Et ce n’est pas tout. Le 11 mars 2014, après avoir été visiter Bachir Saleh, Alexandre Djouhri demande à l’un de ses contacts de rédiger une lettre innocentant Nicolas Sarkozy, signée de la main du directeur de cabinet de Kadhafi, afin de la remettre aux juges.
L’idée émanerait en fait du directeur de cabinet de Nicolas Sarkozy, Michel Gaudin, qui s’interroge sur le timing de la démarche au cours d’une conversation téléphonique avec Djouhri le 21 mars 2014.
«A mon avis, ça serait pas opportun pendant les municipales là… Non ?», s’interroge ce dernier. «Après, on voit, mais vous pensez que ça pourrait se faire vite, donc, d’après ce que je comprends», répond Michel Gaudin, après quoi Djouhri tranche : «Moi, je m’en fous. Posez-lui la question [à Nicolas Sarkozy] et moi, j’attaque.»
Gaudin le rappelle deux heures plus tard pour lui faire savoir que, selon le président, «le plus tôt serait le mieux». On ignore si la mission a finalement été menée à bien.
Les réseaux d’Alexandre Djouhri ne s’arrêtent pas là, et l’individu n’hésite pas non plus à faire jouer ses contacts dans les médias.
Le 17 mars 2015, peu de temps après la mise en examen de Claude Guéant, il téléphone à Rudi Roussillon, président du conseil de surveillance de la Société du Figaro et conseiller du Groupe Dassault, pour lui suggérer : «Moi je pense quand même que tu devrais quand même faire faire un édito […] que Thréard [le directeur adjoint du Figaro] l’appelle, qu’il lui, qu’il prépare un papier.» «Je vais organiser un truc pareil», répond Roussillon. Claude Guéant sera finalement invité au «Talk Le Figaro», pour clamer son innocence.

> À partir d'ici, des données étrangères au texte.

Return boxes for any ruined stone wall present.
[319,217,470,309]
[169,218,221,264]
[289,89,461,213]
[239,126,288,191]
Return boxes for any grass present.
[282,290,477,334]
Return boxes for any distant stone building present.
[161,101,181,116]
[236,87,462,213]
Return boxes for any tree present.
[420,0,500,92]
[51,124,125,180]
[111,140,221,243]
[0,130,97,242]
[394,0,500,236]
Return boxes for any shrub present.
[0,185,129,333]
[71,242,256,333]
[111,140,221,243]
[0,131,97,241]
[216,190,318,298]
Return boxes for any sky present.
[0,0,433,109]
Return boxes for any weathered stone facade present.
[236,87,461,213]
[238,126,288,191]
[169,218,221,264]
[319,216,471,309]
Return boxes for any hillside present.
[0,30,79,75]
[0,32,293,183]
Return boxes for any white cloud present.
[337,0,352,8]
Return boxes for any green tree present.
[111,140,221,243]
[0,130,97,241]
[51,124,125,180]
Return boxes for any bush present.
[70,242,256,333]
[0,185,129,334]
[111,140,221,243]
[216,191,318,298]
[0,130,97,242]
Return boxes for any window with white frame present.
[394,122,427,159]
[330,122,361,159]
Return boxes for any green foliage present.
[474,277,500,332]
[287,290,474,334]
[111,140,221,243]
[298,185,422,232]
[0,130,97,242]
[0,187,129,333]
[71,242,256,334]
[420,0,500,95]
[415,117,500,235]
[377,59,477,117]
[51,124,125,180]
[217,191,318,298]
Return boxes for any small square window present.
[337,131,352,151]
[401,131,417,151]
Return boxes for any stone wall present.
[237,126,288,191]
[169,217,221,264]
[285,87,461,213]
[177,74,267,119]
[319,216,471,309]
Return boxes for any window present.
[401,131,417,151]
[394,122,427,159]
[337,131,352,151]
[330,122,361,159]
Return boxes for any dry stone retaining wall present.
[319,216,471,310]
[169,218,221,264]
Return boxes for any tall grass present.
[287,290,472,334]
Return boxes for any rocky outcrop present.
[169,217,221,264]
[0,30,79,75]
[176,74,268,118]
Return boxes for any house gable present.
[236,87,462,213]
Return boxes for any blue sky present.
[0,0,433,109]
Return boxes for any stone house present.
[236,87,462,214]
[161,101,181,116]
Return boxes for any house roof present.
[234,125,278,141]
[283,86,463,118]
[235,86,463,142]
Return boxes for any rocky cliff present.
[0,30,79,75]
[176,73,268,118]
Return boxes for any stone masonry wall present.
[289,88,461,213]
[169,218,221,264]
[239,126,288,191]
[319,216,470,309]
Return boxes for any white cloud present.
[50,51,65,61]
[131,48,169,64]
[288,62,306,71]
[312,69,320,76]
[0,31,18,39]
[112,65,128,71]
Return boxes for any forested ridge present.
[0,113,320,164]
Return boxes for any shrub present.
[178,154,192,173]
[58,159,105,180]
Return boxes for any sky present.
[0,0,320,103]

Une comptabilité difficile à suivre
Dans la comptabilité tenue par le franco-djiboutien Wahib Nacer (le cousin de Mohamed Aref), il apparait qu'Alexandre Djouhri aurait privilégié les espèces, comme en témoignent des retraits de plusieurs millions d’euros. Il aurait aussi eu recours à des «comptes bancaires de prête-noms», rapporte le journal français. Selon l’hypothèse privilégiée par les enquêteurs (mais pour l’heure non prouvée), ce procédé lui aurait permis de blanchir dans ses circuits financiers l’argent libyen destiné à la campagne de Nicolas Sarkozy.
A cet égard, le rôle de Claude Guéant, qui a loué entre le 21 mars et le 31 juillet 2007 un coffre de grande taille à la banque BNP, assurant vouloir y entreposer des archives, interpelle particulièrement les enquêteurs.